We have mentioned before that it is highly important to work professionally and strictly on translating and revising texts, not only to offer a product that contains the highest quality and is 100% equivalent to the original text, but also to avoid potential problems related to an error-ridden translation, which can, especially when dealing with financial or commercial texts, be highly important since the quality of the translation can affect the signing of contracts worth millions of dollars or even cause a company to lose millions of dollars as the result of an error.

I would like to take this time to make a brief summary on some of the main aspects to consider when working on an financial or commercial translation:


It is immediately apparent that this is one of the fundamental aspects that must be considered very carefully. It is essential that no number is added, eliminated, changed, or moved. Also to be considered is the punctuation and annotation system in the target country, since the period/decimal system changes between the English-speaking world and the Spanish-speaking world.

False cognates

Another important problem are the “false friends” that can lead us to believe that we are doing an accurate translation when in reality we are translating something incorrectly. Some of the most common examples in English for a Spanish audience would be:

Controller: the literal translation would be “controlador”, but the correct translation is “supervisor financiero (de una empresa)”.

Hedge fund: the literal translation would be “fondo defensivo”, whereas the correct translation is “fondo de inversión de alto riesgo”.


This is possibly the most common problem for financial and commercial text translations, since new terms are created at a dizzying rate and language professionals do not have time to create a standard translation that applies to all individual markets. Thus, the translator must make the decision on his or her own and decide on a word or phrase that is adequate for the document and the target language and country.


It is quite common to see abbreviations in these sorts of texts and, quite often, they are extremely rare and known only in the sphere of financial experts.
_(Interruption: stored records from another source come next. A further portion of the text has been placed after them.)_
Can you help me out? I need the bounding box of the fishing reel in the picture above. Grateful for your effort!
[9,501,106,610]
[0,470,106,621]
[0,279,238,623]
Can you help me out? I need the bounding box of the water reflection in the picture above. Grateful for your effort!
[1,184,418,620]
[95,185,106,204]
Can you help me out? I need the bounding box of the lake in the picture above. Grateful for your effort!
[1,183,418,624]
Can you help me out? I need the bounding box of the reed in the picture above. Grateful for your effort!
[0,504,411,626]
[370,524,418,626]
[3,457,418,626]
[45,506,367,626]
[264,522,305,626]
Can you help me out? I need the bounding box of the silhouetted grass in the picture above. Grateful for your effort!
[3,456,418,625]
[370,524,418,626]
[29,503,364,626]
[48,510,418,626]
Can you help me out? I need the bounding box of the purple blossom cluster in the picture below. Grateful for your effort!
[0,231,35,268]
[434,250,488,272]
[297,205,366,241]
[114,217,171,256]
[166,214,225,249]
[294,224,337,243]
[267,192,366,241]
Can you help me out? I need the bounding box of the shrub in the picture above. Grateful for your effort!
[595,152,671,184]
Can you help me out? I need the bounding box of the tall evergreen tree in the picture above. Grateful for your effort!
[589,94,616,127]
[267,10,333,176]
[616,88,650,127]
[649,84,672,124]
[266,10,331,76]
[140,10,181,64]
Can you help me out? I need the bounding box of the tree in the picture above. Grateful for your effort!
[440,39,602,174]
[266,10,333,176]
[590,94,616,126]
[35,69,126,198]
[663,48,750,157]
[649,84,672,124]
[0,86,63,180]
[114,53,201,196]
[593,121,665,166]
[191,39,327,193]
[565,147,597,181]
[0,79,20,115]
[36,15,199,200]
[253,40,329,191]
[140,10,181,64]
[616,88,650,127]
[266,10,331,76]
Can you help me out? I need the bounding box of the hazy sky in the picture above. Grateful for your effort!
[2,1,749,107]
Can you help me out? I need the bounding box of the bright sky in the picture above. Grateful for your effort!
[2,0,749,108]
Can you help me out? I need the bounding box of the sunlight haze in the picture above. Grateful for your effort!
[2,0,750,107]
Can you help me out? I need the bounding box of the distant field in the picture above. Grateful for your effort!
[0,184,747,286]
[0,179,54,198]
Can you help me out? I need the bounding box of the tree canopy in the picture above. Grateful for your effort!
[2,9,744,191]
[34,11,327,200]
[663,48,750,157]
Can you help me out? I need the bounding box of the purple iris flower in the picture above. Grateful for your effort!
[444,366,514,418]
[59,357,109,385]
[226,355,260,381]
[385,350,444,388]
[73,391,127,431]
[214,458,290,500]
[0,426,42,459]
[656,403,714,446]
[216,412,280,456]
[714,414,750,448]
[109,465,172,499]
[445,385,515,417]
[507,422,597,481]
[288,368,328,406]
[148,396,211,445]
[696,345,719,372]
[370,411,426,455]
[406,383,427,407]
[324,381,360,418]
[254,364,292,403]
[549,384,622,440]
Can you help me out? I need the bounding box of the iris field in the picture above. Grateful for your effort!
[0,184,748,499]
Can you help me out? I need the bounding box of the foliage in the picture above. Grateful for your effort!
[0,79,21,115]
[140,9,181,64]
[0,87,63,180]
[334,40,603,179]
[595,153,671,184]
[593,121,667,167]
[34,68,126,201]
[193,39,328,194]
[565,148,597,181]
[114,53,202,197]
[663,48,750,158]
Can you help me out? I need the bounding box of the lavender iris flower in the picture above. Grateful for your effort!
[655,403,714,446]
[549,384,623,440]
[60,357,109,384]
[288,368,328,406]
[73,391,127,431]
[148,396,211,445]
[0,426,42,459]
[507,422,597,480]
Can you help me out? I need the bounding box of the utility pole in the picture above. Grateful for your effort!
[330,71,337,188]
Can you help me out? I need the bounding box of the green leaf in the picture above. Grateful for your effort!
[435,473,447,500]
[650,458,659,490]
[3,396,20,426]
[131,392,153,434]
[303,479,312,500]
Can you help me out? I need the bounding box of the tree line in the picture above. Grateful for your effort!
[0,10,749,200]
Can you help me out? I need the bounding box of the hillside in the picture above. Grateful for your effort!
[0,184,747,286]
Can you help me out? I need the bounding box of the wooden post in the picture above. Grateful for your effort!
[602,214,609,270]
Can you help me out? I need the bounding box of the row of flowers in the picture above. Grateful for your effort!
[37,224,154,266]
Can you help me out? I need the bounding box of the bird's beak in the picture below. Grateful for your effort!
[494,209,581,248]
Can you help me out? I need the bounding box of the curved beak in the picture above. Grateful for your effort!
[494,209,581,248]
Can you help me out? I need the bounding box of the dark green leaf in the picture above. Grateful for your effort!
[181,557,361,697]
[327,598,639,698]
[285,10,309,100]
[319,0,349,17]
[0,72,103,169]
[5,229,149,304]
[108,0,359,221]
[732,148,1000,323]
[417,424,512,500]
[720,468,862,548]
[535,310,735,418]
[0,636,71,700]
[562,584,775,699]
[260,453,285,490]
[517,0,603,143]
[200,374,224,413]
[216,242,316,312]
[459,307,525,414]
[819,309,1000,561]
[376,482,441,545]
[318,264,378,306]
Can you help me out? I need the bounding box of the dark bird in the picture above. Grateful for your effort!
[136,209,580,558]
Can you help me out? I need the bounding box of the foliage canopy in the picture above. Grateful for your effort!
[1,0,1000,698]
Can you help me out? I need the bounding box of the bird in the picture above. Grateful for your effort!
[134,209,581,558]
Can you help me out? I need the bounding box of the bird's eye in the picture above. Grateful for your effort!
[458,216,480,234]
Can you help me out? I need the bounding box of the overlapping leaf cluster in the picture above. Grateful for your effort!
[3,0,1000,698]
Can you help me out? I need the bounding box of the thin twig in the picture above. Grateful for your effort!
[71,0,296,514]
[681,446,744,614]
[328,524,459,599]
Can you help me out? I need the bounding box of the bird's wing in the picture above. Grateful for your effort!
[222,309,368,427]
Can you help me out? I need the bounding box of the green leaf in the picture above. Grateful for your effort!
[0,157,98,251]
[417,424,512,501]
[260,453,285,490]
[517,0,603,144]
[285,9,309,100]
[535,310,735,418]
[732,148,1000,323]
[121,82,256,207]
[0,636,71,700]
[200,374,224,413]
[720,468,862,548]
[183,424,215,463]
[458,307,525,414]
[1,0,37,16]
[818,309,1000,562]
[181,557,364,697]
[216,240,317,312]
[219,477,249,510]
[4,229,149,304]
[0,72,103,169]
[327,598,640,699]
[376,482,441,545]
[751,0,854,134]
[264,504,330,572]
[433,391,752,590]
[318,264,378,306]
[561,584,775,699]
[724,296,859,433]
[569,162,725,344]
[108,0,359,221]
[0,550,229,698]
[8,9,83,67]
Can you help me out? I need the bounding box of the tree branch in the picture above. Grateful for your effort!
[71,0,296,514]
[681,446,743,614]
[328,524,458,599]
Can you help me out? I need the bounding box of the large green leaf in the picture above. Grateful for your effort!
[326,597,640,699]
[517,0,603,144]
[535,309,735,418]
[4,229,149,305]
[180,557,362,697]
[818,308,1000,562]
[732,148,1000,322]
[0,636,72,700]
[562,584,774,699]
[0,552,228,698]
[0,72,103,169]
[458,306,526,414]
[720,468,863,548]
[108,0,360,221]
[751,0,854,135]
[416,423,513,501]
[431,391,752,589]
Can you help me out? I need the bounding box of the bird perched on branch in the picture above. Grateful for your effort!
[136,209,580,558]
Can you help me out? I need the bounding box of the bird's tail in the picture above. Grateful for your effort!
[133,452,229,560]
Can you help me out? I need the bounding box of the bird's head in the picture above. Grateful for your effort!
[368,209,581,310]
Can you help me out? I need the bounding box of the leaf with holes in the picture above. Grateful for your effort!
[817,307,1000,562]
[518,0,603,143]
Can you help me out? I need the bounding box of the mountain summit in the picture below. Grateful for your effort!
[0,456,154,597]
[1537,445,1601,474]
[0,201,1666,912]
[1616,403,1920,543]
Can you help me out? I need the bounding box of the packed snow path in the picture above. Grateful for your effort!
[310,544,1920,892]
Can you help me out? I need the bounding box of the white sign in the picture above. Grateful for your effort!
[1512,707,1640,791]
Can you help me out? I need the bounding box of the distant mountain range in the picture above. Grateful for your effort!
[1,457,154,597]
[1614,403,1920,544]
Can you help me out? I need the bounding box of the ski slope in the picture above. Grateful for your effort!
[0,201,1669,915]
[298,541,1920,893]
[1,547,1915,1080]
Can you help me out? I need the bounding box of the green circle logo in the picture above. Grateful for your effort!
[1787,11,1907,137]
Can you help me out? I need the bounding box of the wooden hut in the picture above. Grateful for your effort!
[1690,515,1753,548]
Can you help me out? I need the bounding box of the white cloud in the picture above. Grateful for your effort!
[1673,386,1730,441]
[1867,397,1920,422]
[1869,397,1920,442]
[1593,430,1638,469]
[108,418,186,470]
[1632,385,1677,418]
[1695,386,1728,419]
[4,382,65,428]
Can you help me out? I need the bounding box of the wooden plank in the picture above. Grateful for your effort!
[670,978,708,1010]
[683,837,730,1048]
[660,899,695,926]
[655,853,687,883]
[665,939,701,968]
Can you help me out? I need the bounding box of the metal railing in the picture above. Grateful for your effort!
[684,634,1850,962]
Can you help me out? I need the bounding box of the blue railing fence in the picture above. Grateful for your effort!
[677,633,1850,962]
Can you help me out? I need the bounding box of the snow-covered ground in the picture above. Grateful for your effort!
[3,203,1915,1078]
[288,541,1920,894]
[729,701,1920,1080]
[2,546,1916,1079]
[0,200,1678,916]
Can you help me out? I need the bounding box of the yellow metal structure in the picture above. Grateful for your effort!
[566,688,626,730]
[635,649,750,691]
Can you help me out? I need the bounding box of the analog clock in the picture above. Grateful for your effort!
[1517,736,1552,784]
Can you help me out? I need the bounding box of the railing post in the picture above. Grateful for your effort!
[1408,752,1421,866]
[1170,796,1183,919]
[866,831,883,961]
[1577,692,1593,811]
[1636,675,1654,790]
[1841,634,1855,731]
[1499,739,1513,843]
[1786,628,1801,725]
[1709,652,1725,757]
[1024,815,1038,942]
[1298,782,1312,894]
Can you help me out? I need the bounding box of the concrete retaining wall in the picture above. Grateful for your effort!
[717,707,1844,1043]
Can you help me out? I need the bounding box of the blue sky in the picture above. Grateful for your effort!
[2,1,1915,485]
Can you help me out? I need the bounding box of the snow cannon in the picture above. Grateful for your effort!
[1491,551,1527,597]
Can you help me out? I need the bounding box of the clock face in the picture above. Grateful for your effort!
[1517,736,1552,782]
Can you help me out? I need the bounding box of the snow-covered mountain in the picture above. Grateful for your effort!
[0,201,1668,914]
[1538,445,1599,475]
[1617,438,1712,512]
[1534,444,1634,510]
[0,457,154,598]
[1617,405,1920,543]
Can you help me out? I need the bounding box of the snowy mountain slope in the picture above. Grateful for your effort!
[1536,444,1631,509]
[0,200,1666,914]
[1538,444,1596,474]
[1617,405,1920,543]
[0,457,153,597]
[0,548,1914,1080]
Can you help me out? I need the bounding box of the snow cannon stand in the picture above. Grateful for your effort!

It is therefore recommended that all translators take classes in the field in order to become completely familiar with all of the acronyms used in the profession as well as the proper translations.

Other typical issues with this type of document are:

  • Figures of speech such as “bull” or “bear” (alcista and bajista)
  • Puns
  • Currency abbreviations
  • Polysemes

It is thus very important to underscore the importance of relying on professional translators to perform financial translations who offer high-quality services and understand the significant ramifications that poor quality or incorrect translations can have for a company or institution.